* Major banks report results starting Tuesday
* Profits seen lower as bad loans bite
* Bank shares look pricey after run-up
By Andrea Hopkins
TORONTO, Aug 23 (Reuters) - When Canadian banks trot out yet another set of healthy profits and fat dividends this week, it might be tempting to think of the industry as forever immune to the ravages of recession.
But headline figures are often deceptive, analysts say. Just below the surface, the banks are likely to start showing some wear and tear, even as they cling to their well-earned reputation as the strongest survivors of the global financial meltdown. Loan losses are looming, analysts say, and as consequence, banking shares look heady.
Virtually no one sees Canada’s banks rattling investors with big losses when they start reporting third-quarter earnings on Tuesday. Profits are likely to come in between 10 percent and 16 percent lower, a result that investors will take in stride, given a still-sluggish economic climate.
In addition, the well-capitalized banks won’t follow the lead of Manulife Financial Corp (MFC.TO) by cutting their sacrosanct quarterly dividends. The big Canadian insurer chopped its payout earlier this month to preserve capital.
That said, serious credit clouds are gathering on the horizon and concerns about the sustainability of bank trading revenues are growing, analysts say. Many of them are beginning to wonder if the 46 percent run-up in bank shares since the start of the year is a little overdone.
“The lower-quality revenues are still going to be there and are going to be able to prop up earnings,” Dundee Securities analyst John Aiken said. “But we expect a selloff in the fall or winter, once we see tangible signs of deterioration in credit quality for businesses.”

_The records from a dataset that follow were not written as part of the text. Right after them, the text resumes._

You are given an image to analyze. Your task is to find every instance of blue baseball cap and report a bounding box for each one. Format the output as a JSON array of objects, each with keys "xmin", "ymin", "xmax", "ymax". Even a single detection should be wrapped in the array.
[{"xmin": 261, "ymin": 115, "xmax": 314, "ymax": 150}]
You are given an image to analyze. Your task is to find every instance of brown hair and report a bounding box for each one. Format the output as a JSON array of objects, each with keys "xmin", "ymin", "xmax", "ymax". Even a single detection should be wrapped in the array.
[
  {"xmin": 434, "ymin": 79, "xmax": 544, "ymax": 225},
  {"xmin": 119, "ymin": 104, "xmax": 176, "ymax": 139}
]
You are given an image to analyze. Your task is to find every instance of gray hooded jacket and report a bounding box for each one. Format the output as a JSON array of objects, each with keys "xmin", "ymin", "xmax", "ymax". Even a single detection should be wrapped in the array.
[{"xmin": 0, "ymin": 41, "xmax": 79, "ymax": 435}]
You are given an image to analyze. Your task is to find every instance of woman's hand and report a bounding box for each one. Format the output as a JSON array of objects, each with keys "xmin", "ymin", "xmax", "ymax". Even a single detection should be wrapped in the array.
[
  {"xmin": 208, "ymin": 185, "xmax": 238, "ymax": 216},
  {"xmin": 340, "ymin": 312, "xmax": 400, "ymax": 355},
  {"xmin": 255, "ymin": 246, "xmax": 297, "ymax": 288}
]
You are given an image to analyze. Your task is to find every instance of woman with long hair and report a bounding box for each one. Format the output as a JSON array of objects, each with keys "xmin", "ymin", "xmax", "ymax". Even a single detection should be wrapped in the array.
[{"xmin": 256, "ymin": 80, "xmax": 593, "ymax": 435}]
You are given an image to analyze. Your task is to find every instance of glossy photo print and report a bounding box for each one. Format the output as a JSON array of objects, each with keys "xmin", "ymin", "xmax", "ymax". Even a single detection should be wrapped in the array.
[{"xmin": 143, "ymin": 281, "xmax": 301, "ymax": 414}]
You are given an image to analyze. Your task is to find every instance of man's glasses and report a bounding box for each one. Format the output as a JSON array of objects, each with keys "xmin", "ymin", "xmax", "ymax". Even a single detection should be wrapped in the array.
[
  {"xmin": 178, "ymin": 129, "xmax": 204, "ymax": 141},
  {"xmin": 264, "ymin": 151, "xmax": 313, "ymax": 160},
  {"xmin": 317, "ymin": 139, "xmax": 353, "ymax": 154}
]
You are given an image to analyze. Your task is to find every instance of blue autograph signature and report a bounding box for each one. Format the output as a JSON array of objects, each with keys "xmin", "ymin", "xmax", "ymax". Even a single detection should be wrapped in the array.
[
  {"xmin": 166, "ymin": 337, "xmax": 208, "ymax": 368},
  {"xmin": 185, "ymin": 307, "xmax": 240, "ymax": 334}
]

This week, reports are coming from the five largest banks, all based in Toronto: Royal Bank of Canada (RY.TO), Toronto-Dominion Bank (TD.TO), Bank of Nova Scotia (BNS.TO), Bank of Montreal (BMO.TO) and Canadian Imperial Bank of Commerce (CM.TO). Smaller, Quebec-based National Bank of Canada (NA.TO) is also scheduled to post results this week.
Not everyone is as gloomy as Aiken. The banks’ track record through the past year encourages optimism.

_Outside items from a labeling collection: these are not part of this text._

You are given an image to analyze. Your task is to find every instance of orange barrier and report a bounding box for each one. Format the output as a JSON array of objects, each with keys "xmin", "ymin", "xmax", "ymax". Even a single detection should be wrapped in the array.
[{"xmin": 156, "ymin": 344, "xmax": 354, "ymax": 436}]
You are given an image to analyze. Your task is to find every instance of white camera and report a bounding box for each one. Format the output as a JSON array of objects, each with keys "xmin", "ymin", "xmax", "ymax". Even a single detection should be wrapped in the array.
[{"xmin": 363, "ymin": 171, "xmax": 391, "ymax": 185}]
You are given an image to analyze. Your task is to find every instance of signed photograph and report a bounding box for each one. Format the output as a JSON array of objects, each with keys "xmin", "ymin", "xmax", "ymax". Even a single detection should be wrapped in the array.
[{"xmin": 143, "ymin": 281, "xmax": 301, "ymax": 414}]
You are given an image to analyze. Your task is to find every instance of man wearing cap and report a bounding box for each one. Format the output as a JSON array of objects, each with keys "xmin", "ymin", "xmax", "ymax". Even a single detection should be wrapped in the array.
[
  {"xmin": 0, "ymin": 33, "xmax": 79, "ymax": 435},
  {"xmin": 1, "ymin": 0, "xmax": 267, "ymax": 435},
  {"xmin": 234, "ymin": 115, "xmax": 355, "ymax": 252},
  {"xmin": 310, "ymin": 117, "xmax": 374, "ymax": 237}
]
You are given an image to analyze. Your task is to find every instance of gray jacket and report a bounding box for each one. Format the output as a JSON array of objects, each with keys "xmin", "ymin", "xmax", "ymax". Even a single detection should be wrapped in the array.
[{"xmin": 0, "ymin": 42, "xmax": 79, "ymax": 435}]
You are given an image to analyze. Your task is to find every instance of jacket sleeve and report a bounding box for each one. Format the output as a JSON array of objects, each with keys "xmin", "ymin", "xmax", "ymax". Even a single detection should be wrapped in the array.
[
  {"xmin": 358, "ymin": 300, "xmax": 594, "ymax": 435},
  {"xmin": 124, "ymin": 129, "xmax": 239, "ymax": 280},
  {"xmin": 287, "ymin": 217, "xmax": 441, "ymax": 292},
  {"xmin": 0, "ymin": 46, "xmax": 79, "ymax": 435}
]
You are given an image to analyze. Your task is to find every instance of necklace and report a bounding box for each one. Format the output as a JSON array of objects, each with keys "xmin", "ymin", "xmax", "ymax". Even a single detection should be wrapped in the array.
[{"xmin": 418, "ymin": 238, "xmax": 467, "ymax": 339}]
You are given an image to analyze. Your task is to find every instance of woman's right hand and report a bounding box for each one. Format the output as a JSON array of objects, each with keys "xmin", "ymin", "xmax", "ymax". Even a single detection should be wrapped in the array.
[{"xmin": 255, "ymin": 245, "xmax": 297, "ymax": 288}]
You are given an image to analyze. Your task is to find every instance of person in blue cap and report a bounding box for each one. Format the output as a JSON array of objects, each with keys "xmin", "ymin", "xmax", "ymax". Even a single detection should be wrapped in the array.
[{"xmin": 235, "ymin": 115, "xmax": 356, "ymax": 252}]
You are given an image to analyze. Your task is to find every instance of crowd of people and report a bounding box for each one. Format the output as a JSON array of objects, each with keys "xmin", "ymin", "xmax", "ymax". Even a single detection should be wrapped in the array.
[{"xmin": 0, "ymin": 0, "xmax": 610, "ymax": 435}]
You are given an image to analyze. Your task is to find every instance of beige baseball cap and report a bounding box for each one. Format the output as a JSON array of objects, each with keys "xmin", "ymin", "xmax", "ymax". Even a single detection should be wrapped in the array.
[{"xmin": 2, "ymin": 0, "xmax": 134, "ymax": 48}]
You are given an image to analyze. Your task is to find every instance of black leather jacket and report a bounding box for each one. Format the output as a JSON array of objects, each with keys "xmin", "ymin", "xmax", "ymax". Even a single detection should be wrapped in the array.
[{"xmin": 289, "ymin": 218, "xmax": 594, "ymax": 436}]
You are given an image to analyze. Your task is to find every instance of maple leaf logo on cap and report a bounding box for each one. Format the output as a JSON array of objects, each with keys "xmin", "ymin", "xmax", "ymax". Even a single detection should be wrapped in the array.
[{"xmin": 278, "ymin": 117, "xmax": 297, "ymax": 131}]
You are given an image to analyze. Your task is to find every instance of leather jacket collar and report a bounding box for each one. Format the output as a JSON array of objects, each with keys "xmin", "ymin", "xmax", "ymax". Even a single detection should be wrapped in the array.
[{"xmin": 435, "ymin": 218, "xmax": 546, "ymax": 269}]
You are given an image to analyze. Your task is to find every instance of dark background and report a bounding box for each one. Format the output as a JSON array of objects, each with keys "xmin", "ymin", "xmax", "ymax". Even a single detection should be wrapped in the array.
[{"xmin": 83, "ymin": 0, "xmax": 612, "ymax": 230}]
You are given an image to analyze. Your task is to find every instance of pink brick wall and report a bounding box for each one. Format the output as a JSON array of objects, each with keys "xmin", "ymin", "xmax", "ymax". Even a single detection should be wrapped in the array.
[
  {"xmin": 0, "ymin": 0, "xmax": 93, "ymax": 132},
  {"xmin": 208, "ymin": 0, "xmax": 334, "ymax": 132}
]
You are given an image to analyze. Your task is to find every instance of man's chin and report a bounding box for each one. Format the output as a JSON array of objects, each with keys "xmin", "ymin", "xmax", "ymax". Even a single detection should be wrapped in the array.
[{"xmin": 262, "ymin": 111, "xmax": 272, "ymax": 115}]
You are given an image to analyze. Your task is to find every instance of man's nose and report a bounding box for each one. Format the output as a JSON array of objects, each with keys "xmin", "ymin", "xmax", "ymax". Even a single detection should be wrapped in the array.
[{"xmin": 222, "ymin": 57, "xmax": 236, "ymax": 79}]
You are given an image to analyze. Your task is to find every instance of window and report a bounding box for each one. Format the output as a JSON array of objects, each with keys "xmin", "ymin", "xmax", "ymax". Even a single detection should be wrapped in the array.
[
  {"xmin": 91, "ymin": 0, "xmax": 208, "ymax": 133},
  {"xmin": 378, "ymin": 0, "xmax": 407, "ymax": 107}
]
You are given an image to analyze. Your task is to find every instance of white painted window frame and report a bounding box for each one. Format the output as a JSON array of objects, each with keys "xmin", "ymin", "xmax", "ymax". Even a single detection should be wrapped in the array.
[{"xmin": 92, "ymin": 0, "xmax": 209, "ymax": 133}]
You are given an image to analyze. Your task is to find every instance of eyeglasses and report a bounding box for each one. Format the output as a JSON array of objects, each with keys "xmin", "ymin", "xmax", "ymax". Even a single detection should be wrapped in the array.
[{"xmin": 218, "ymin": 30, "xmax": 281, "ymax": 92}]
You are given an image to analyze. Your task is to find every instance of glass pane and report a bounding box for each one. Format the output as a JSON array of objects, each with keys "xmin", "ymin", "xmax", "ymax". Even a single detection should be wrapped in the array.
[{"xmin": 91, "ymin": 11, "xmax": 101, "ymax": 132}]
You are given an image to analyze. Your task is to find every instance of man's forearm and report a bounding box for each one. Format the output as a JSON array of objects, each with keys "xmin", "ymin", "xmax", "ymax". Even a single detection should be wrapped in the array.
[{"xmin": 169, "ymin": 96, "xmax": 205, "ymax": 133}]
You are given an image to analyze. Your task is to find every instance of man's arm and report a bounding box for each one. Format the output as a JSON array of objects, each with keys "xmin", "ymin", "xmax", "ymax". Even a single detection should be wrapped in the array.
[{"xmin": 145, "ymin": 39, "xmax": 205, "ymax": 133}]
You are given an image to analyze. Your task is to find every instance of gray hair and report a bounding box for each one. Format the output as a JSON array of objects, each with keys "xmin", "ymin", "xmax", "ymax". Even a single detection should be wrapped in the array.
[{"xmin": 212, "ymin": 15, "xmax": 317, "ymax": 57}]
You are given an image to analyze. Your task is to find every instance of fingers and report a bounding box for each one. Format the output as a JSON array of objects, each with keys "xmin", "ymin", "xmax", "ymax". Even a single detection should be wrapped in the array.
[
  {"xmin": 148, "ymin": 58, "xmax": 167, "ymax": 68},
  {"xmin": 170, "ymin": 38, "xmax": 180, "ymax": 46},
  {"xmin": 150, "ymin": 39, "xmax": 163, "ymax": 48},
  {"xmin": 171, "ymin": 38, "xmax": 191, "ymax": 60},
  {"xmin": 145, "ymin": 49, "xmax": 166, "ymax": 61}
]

Canada’s banks have already taken some glancing blows from bad loans and slumping businesses, especially in the United States. where RBC, TD and Bank of Montreal generate a lot of business. But the damage has been minimal.
As a whole, the sector has emerged from the financial crisis relatively unscathed, having accepted no government bailouts and remaining mostly profitable.

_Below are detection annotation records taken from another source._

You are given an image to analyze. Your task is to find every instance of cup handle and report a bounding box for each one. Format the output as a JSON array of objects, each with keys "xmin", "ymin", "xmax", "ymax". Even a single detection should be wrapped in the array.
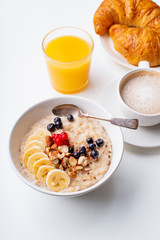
[{"xmin": 138, "ymin": 61, "xmax": 150, "ymax": 68}]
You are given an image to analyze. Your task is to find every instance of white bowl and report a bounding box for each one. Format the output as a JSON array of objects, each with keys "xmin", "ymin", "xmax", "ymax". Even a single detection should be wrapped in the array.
[{"xmin": 9, "ymin": 96, "xmax": 124, "ymax": 197}]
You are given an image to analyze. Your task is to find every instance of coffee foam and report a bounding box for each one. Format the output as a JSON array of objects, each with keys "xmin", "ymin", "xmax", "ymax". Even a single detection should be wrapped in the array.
[{"xmin": 120, "ymin": 71, "xmax": 160, "ymax": 114}]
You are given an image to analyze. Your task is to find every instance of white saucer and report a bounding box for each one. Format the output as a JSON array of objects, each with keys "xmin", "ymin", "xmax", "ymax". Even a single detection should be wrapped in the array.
[
  {"xmin": 100, "ymin": 33, "xmax": 160, "ymax": 71},
  {"xmin": 100, "ymin": 81, "xmax": 160, "ymax": 148}
]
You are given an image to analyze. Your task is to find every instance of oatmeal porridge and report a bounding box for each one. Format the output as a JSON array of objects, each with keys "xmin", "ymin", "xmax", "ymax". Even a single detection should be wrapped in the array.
[{"xmin": 20, "ymin": 114, "xmax": 112, "ymax": 192}]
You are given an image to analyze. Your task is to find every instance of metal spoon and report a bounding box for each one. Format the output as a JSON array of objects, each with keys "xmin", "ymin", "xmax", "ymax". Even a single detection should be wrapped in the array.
[{"xmin": 52, "ymin": 104, "xmax": 138, "ymax": 129}]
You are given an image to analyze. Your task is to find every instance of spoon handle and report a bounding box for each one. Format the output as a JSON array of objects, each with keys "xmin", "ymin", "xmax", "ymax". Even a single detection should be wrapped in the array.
[{"xmin": 81, "ymin": 112, "xmax": 138, "ymax": 129}]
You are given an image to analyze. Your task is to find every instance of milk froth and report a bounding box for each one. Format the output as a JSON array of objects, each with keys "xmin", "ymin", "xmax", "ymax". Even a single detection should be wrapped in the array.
[{"xmin": 120, "ymin": 71, "xmax": 160, "ymax": 114}]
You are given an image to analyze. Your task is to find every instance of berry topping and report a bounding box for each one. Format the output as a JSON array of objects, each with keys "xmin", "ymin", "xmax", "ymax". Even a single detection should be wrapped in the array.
[
  {"xmin": 67, "ymin": 114, "xmax": 74, "ymax": 122},
  {"xmin": 96, "ymin": 138, "xmax": 104, "ymax": 147},
  {"xmin": 63, "ymin": 139, "xmax": 69, "ymax": 146},
  {"xmin": 56, "ymin": 137, "xmax": 63, "ymax": 146},
  {"xmin": 54, "ymin": 117, "xmax": 61, "ymax": 123},
  {"xmin": 68, "ymin": 147, "xmax": 74, "ymax": 153},
  {"xmin": 55, "ymin": 121, "xmax": 63, "ymax": 129},
  {"xmin": 89, "ymin": 143, "xmax": 96, "ymax": 150},
  {"xmin": 79, "ymin": 146, "xmax": 86, "ymax": 154},
  {"xmin": 61, "ymin": 132, "xmax": 68, "ymax": 140},
  {"xmin": 47, "ymin": 123, "xmax": 55, "ymax": 132},
  {"xmin": 91, "ymin": 150, "xmax": 99, "ymax": 159},
  {"xmin": 52, "ymin": 132, "xmax": 69, "ymax": 146},
  {"xmin": 73, "ymin": 152, "xmax": 80, "ymax": 159},
  {"xmin": 86, "ymin": 137, "xmax": 93, "ymax": 143}
]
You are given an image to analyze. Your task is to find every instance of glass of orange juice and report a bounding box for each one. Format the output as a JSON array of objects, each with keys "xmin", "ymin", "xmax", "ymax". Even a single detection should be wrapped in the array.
[{"xmin": 42, "ymin": 27, "xmax": 94, "ymax": 94}]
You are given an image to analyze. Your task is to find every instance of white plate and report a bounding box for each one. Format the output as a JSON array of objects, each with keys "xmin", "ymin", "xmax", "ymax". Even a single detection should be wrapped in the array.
[
  {"xmin": 100, "ymin": 81, "xmax": 160, "ymax": 148},
  {"xmin": 100, "ymin": 32, "xmax": 160, "ymax": 71}
]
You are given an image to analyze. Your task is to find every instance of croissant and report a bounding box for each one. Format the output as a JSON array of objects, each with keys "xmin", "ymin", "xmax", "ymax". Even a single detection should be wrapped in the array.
[{"xmin": 93, "ymin": 0, "xmax": 160, "ymax": 66}]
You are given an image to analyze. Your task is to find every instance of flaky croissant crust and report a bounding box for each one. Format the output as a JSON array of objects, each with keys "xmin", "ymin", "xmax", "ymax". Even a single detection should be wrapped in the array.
[{"xmin": 93, "ymin": 0, "xmax": 160, "ymax": 66}]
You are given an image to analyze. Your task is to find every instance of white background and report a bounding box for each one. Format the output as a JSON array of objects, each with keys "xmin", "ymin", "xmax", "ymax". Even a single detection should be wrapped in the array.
[{"xmin": 0, "ymin": 0, "xmax": 160, "ymax": 240}]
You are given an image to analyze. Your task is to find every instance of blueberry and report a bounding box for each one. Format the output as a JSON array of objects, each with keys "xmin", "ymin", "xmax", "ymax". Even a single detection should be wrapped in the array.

The toll may start to mount, however, with consumer and businesses bankruptcies surging and unemployment rising, prompting banks to set aside more money to cover bad loans in the third quarter and beyond.
Analysts expect provisions for credit losses to double to about C$1.4 billion ($1.3 billion) from a year earlier. That will in part offset the benefits of higher trading revenues and securities gains the big lenders saw in the quarter.
The slimmer profits have several observers questioning the lofty share prices of the banks, which are up 92 percent since Feb. 23, according to UBS analyst Peter Rozenberg.
On a forward share-price-to-earnings basis, the group is trading at an average multiple of 12 or 13, near levels seen before the credit crisis and above historical averages.
“A strong third-quarter earnings showing may be required to limit profit-taking,” Blackmont Capital analysts wrote.
But Edward Jones analyst Craig Fehr said while the run-up may be losing steam on a very short-term view, several Canadian banks still look good as a three- to five-year investment.
“I think there are some banks that are still attractively priced when you look at what their long-term earnings power is -- those banks for me are Royal, TD and Scotia,” Fehr said.
While loan loss provisions are expected to cut into earnings in the quarter ended July 31, there are some bright notes. Trading revenues are expected to rise sharply from a year earlier and interest income should boost earnings as the lenders benefit from the steeper yield curve that has allowed them to borrow money more cheaply than they lend it.
“I do think this is one of the big tailwinds for the banks in terms of profits,” Fehr said of net interest margins.
But the earnings might be messy again, as the banks take small to medium writedowns from financial guarantor exposures and mark-to-market losses on fixed income securities.
Canadian banks have taken some C$19.2 billion in pretax charges, mostly due to capital-market related writedowns, since the seize-up in the credit markets in late 2007, Macquarie analyst Sumit Malhotra said in a research note.
While it will likely be two years before the banks offer cleaner earnings reports, Aiken said he is not expecting any big surprises. Capital levels will continue to tick higher from already “excessive” levels and there is no chance of dividend cuts, two metrics envied by global peers.
But the troubles remain far from over.
“I‘m still nervous about the Canadian banks. Not because of the results but because of the quality of the results and what the outlook on credit is,” Aiken said.